Tanna explains that removal is a good idea if the lipoma is growing, unsightly—when it's a visible tumor—or causing discomfort. He adds that any discomfort is usually the result of a growing lipoma putting pressure on surrounding structure or a nerve. My lipomas each meet at least one of those three criteria. Surely there had to be some undue risk I wasn’t being told about. What of the scenario the dermatologist mentioned—the idea that the muscle tissue and my fatty stowaways had merged like a tree trunk enveloping an iron railing?

“Aside from scarring, the risk of a complication from lipoma removal is very uncommon,” he says. “It’s a very quick procedure, usually performed in a doctor’s office with very little downtime. Patients typically return to their activities 24 to 72 hours afterwards and that's just to give the incision time to heal.”

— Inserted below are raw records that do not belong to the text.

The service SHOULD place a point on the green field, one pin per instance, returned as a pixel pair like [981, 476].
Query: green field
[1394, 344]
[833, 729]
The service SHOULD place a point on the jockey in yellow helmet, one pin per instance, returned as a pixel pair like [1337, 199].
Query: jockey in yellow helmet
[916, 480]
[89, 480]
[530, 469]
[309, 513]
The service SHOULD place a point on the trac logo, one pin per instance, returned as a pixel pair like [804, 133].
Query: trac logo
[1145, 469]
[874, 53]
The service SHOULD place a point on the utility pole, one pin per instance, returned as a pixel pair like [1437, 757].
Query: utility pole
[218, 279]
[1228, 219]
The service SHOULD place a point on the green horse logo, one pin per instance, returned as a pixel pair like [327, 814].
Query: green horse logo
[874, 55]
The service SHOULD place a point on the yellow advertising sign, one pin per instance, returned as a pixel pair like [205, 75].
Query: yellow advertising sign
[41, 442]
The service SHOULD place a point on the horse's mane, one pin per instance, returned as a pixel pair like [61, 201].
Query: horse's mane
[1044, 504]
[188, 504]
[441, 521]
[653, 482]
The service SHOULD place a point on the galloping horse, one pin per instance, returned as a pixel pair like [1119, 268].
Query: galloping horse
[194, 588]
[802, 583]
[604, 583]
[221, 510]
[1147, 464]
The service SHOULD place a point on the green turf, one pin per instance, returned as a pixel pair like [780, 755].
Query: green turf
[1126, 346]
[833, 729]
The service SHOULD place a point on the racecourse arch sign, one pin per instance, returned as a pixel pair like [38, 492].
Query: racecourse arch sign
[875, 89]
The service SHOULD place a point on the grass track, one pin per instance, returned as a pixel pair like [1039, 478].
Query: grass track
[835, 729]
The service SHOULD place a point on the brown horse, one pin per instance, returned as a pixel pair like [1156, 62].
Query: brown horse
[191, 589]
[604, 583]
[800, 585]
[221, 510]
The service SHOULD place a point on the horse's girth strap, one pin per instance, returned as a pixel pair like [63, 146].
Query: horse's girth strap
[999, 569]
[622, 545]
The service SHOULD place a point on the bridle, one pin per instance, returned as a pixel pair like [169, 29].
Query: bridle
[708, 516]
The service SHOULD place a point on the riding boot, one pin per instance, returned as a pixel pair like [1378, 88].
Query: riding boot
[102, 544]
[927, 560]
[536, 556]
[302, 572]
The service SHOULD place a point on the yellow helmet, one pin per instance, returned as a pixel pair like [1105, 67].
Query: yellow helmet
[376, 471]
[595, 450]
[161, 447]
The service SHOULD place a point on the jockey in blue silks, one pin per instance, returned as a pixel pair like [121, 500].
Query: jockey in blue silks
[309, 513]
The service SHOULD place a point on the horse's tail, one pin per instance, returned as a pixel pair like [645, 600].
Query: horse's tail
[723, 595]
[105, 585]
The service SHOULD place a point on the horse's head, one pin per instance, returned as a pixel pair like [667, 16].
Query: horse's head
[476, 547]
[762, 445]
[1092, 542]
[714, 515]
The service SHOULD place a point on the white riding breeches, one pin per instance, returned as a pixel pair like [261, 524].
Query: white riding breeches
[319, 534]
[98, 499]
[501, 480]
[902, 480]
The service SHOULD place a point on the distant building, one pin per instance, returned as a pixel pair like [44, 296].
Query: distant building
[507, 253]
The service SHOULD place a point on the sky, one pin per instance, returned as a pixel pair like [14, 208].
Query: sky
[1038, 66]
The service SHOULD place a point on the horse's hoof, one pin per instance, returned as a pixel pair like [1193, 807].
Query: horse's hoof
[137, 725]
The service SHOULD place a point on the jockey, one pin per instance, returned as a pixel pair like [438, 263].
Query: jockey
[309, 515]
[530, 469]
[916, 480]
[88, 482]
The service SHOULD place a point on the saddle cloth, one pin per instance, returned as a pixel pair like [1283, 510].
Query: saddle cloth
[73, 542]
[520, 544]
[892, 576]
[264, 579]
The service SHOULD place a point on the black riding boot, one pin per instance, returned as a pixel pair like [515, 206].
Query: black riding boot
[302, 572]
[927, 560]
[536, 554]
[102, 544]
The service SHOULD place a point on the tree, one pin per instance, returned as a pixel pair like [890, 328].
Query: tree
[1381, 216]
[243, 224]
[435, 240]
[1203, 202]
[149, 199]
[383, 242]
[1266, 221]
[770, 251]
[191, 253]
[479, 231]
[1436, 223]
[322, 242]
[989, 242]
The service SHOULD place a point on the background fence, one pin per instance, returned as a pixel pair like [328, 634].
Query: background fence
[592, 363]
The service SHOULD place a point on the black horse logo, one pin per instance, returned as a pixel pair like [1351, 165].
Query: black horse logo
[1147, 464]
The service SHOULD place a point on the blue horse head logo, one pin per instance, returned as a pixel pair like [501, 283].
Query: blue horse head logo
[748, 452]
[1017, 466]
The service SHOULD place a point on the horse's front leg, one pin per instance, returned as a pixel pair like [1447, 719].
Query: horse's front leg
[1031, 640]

Given all that, it was hard to see why the doctors I’d seen were so discouraging about getting these suckers out of me though it’s probably worth noting that they were all primary care doctors or dermatologists, not plastic surgeons like Tanna. If it wasn’t for my insanely high deductible, I’d go ahead and get these things out. Based on their maleficent appearance alone—think Krang from Teenage Mutant Ninja Turtles—they are not welcome in my body. So, of course, I just asked Tanna if he’d be down to take them out gratis. He said sure, meaning that this article is probably going to have a more disgusting sequel.